Recommending scientific paper via heterogeneous knowledge embedding based attentive recurrent neural networks

摘要

Tremendous academic information causes serious information overload problems while supporting scientific research. Scientific paper and citation recommendation systems have been developed to relieve this problem and work as a filter to furnish only relevant papers to researchers. Although previous studies have made comparative progress, this problem is still challenging because current paper recommendation systems rely on heterogeneous and multi-sourced features, thereby requiring a unified learning representation to cover different types and modalities of information. Additionally, the implicit influence of scholars’ previous preferences of writing and citing on his/her new manuscript has not been well considered in the previous studies.

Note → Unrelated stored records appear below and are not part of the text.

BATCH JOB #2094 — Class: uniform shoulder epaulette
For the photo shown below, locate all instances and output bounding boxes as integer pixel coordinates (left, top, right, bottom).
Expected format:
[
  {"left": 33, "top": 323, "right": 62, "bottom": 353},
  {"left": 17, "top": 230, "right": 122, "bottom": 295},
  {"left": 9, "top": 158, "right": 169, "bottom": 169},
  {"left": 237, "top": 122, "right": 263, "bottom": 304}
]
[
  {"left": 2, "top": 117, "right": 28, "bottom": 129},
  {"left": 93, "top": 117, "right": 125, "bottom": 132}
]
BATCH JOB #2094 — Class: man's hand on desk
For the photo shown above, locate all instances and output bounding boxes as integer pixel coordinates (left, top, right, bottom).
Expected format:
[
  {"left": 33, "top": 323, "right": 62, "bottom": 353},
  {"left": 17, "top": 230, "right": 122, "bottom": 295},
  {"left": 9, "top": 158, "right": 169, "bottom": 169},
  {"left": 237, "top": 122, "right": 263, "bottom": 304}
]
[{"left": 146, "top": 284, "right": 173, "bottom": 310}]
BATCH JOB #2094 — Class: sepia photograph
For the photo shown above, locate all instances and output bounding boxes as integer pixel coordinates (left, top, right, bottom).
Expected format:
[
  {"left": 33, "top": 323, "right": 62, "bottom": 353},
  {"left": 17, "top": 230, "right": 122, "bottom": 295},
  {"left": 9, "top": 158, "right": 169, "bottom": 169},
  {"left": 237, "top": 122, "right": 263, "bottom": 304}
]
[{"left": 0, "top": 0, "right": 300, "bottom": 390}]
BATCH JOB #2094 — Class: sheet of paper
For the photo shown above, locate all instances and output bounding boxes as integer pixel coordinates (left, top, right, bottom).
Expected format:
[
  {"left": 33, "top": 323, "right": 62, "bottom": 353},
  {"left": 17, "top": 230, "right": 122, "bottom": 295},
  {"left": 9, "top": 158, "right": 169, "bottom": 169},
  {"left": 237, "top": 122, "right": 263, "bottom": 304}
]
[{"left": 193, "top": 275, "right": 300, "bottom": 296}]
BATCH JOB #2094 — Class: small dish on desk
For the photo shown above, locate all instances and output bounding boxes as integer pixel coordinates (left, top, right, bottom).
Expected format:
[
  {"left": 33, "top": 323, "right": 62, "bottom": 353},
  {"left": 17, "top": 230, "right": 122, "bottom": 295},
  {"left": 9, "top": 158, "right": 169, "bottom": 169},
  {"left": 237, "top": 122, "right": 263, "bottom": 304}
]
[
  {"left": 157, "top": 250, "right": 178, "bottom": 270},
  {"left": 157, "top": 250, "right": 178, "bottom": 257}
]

Facing the issue from these two aspects, in this paper, a heterogeneous knowledge embedding-based attentive RNN model is proposed to recommend scientific paper citations. First, the preparation of features consists of two parts: (1) building a unified learning representation of structural entities and relations for recommending paper citations; and (2) defining and constructing a bibliographic network comprising five types of entities and five relations. The bibliographic network enables learning a unified representation so that all graphical entities and relations can be vectorized using TransD. To establish textual representations, the PV-DM model is utilized to generate numeric features for the title of each paper. Second, by combining structural and textual representations focusing on the “author-text query” scenario, an attentive bidirectional RNN is constructed to recommend paper and citation based on an user’s identity with a length-limited inquiry to capture the scholars’ previous writing and citing preferences, thereby reducing recommendation error. Through the DBLP dataset, our experiment results show the feasibility and effectiveness of our method, both in terms of the number as well as the quality of the first few recommended items. In specific, compared with existing models, our model has improved MRR and NDCG by approximately 4.8% and 2.4%, respectively.